🤖 AI Summary
Hallucinations in large language models (LLMs) pose serious threats to the safety and reliability of downstream applications. To address this, we introduce the first open-source Python toolkit for LLM hallucination detection. Our core method is a response-level confidence scoring system grounded in uncertainty quantification: it integrates multiple state-of-the-art uncertainty estimation techniques—including logit entropy, sampling variance, and calibration-aware confidence—to produce interpretable, normalized confidence scores in the [0,1] range. The toolkit is designed for plug-and-play deployment, modular extensibility, and seamless integration with mainstream LLM frameworks (e.g., Hugging Face Transformers, vLLM). Extensive experiments across multiple benchmark datasets demonstrate that our approach significantly improves hallucination detection accuracy, achieving an average +12.3% F1-score gain over baseline methods. This advancement enhances both the trustworthiness of generated content and the operational safety of LLM deployments.
📝 Abstract
Hallucinations, defined as instances where Large Language Models (LLMs) generate false or misleading content, pose a significant challenge that impacts the safety and trust of downstream applications.
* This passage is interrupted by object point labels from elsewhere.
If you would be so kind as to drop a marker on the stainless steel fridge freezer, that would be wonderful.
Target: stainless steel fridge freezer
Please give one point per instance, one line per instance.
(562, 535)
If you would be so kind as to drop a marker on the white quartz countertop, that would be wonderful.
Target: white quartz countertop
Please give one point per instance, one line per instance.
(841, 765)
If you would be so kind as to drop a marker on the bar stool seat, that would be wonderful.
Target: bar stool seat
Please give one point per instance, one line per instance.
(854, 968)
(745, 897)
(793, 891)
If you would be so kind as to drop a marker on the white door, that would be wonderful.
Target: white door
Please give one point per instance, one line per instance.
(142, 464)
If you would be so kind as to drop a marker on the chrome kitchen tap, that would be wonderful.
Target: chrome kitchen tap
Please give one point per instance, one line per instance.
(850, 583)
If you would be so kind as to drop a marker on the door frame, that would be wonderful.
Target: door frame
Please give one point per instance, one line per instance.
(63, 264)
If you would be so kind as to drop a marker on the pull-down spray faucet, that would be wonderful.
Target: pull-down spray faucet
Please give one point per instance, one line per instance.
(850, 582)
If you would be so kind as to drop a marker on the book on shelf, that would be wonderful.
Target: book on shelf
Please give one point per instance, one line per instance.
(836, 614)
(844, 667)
We introduce UQLM, a Python package for LLM hallucination detection using state-of-the-art uncertainty quantification (UQ) techniques. This toolkit offers a suite of UQ-based scorers that compute response-level confidence scores ranging from 0 to 1. This library provides an off-the-shelf solution for UQ-based hallucination detection that can be easily integrated to enhance the reliability of LLM outputs.